小説

『ジャックと〈ジャック〉と竹とタケコ』大前粟生(『ジャックと豆の木』『竹取物語』)

ツギクルバナー

 ジャックは父親がいなくなったときのことを覚えている。でもそれはちょうどそのとき幼かったジャックがよく口にしていたことのように現実感のない、夢のようなことだったから、いくらジャックが訴えても母親は相手にしなかった。いくらジャックが「月からきた人がパパを連れていったんだ!」といっても、母親は泣きながらジャックを抱きしめるばかりだった。
〈突然死〉
 その三文字がジャックの父親を処理した。病院の人も警察の人も、見慣れきった三文字を受け流してジャックの父親と残されたふたりのことはすぐに忘れた。
〈月が大きな夜に突然倒れた〉
 ニュースにするにはインパクトのない死だったから、世の中に住むほとんどすべての人はジャックの父親が死んだことなんて知らない。
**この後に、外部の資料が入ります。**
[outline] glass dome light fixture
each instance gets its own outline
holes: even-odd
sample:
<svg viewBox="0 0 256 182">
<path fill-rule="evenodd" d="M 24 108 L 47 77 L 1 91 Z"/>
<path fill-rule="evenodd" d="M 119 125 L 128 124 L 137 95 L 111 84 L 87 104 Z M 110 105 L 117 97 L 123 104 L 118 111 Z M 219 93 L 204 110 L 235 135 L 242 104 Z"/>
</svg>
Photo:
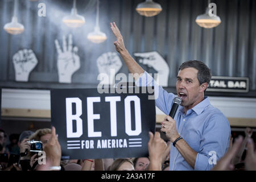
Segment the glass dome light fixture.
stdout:
<svg viewBox="0 0 256 182">
<path fill-rule="evenodd" d="M 18 22 L 17 11 L 18 0 L 14 1 L 14 8 L 13 16 L 10 23 L 6 23 L 3 27 L 3 29 L 9 34 L 16 35 L 22 33 L 24 28 L 22 24 Z"/>
<path fill-rule="evenodd" d="M 108 38 L 106 34 L 101 32 L 100 26 L 98 25 L 98 19 L 100 18 L 100 0 L 97 0 L 97 14 L 96 14 L 96 24 L 94 27 L 94 31 L 89 33 L 87 35 L 87 39 L 90 42 L 100 44 L 105 41 Z"/>
<path fill-rule="evenodd" d="M 210 3 L 210 1 L 208 1 L 208 5 Z M 210 16 L 209 15 L 209 8 L 207 7 L 205 14 L 198 15 L 196 19 L 196 22 L 201 27 L 205 28 L 211 28 L 217 27 L 221 23 L 220 18 L 218 16 L 212 14 Z"/>
<path fill-rule="evenodd" d="M 138 14 L 147 17 L 155 16 L 159 14 L 162 10 L 161 5 L 152 0 L 146 0 L 145 2 L 138 4 L 136 7 Z"/>
<path fill-rule="evenodd" d="M 62 22 L 68 27 L 72 28 L 80 27 L 85 23 L 84 16 L 77 14 L 76 0 L 73 1 L 73 8 L 71 10 L 71 14 L 64 16 Z"/>
</svg>

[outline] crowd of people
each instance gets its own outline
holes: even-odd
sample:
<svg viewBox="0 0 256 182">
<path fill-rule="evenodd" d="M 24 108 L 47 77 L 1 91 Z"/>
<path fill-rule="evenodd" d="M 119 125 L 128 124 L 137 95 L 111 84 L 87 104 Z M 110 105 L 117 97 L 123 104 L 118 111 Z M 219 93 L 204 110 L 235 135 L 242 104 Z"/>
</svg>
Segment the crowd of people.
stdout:
<svg viewBox="0 0 256 182">
<path fill-rule="evenodd" d="M 229 150 L 226 154 L 217 162 L 212 170 L 256 170 L 256 152 L 254 142 L 251 138 L 253 130 L 246 128 L 245 137 L 240 136 L 230 140 Z M 10 135 L 13 136 L 13 135 Z M 13 139 L 10 137 L 10 139 Z M 160 138 L 160 133 L 149 133 L 148 143 L 148 156 L 124 159 L 86 159 L 62 160 L 61 147 L 58 141 L 55 128 L 43 129 L 36 131 L 24 131 L 19 135 L 16 143 L 18 155 L 10 146 L 16 148 L 13 140 L 6 144 L 6 134 L 0 129 L 0 168 L 2 171 L 168 171 L 171 142 L 166 142 Z M 37 153 L 31 152 L 31 144 L 28 141 L 37 140 L 43 144 L 46 152 L 46 163 L 38 163 Z M 245 157 L 242 158 L 246 152 Z M 11 155 L 19 156 L 19 164 L 5 160 L 6 155 L 10 159 Z M 60 167 L 59 168 L 56 167 Z"/>
</svg>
どうだっていいことだ。ひとりの死、目撃者は幼い子どもだけ、そんなことにかまっている暇はない。みんな、忙しい。どこかでひとりが死んだことよりも、どこかで百人が死んだことの方がずっと大事で、みんなひとりではなくて百人のために涙を流した。ジャックの父親は生命保険に入っていなかったから、父親が死んだあとにはジャックと母親だけが残された。あと一台の車。
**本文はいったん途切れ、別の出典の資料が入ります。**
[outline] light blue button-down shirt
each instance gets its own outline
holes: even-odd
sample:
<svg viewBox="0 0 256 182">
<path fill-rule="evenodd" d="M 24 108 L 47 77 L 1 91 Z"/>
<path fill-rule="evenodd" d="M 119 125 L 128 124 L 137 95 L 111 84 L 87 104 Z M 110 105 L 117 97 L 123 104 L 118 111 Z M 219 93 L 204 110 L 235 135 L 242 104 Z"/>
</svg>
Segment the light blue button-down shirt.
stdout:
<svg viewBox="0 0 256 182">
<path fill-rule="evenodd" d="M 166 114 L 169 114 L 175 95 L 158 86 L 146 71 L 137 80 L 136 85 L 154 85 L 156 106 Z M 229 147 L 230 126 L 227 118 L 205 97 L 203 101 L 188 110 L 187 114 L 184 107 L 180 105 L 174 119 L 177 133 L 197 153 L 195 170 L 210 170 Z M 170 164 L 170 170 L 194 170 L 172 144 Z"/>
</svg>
 ジャックの父親が死んだのは月が大きい夜。夏だった。
「なぁジャック、大きくなったら、なにになりたい?」ジャックの父親が聞いた。
「ジャック!」
 ジャックは本当はジャックじゃない。
《ジャックと豆の木》
 ジャックはこのお話が大好きだったから、いつの間にか自分をジャックと重ねるようになっていた。小さい男の子は自分のことをジャックと呼んだ。母親と父親もそれに付き合った。ジャックが〈ジャック〉を夢見たのは、〈ジャック〉が泥棒だったから。